Le Conseil suprême des séminaires atteint 9 051 milliards (dont 7 379 milliards pour le conseil principal et 1 482 milliards pour le réseau des femmes). L’Assemblée mondiale d’Ahl-al-Bayt reçoit toujours 291 milliards ; Jame’at-al-Mostafa al-Alamiyyah grimpe à 1 955 milliards ; l’Institut d’éducation et de recherche de l’Imam Khomeini (fondé par Mesbah-Yazdi) atteint 454 milliards. Le siège social et culturel de Baqiatallah enregistre 1 954 milliards, plus 30 milliards au tableau 12, ainsi que 30 millions d’euros supplémentaires (environ 3 360 milliards de tomans à environ 112 000 l’euro) au titre d’une clause relative au pétrole et à la défense, ce qui le porte à près de 5 344 milliards. Surtout, l’IRIB dépasse largement sa base nominale de 29 631 milliards une fois les ajouts pris en compte : environ 43 000 milliards de tomans après des ajouts tels que 8 000 milliards pour la production, une allocation provinciale de « minimum 7 % » d’environ 2 996 milliards et plusieurs allocations au tableau 12 (1 500 milliards, 100 milliards, 100 milliards, 60 milliards, 50 milliards, 40 milliards, 8,2 milliards). L’épreuve hivernale
À l’approche de l’hiver, l’Iran est confronté à la perspective d’une double pénurie : d’électricité et de gaz. Les autorités ont annoncé un « exercice hivernal » et averti la population de la nécessité de maintenir les mesures d’économie d’énergie. Les derniers commentaires sur l’énergie suggèrent que le déficit gazier pourrait se creuser considérablement au cours de la prochaine décennie sans réformes radicales, une prévision qui reflète les tensions qui pèsent sur le secteur de l’électricité.

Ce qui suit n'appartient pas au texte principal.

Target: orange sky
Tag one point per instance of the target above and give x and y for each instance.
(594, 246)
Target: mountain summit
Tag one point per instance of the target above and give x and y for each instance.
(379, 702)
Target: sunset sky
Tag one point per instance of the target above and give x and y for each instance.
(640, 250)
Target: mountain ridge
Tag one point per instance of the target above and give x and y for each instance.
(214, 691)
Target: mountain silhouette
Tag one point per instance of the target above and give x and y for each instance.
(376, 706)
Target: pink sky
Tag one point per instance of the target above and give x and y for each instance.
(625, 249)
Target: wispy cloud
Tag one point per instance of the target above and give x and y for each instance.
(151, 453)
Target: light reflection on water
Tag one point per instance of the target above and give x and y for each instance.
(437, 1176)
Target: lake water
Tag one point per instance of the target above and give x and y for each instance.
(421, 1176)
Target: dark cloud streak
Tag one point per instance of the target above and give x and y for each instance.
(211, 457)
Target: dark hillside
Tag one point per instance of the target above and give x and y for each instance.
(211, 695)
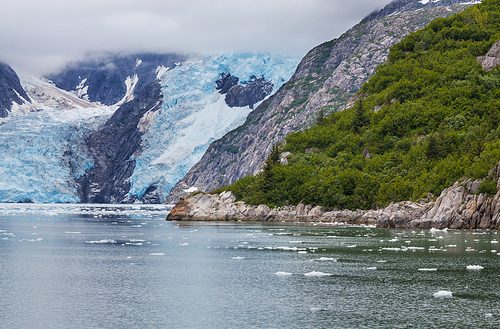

Les propres mots du gouvernement sont désormais révélateurs. Ghalibaf dépeint un pays riche en énergie paralysé par une gestion défaillante, tandis que Rajabi-Mashhadi prévient que le déséquilibre ne disparaîtra pas de sitôt, illustrant ainsi une crise qui se prépare depuis des années. Les vantardises sur l’abondance des ressources ne masquent plus la réalité du terrain : coupures d’électricité à répétition, robinets à sec et fermetures d’urgence.
Sans correction immédiate, ce quotidien, aggravé par une corruption visible, laisse l’Iran prêt à de nouveaux troubles et à un nouveau soulèvement national.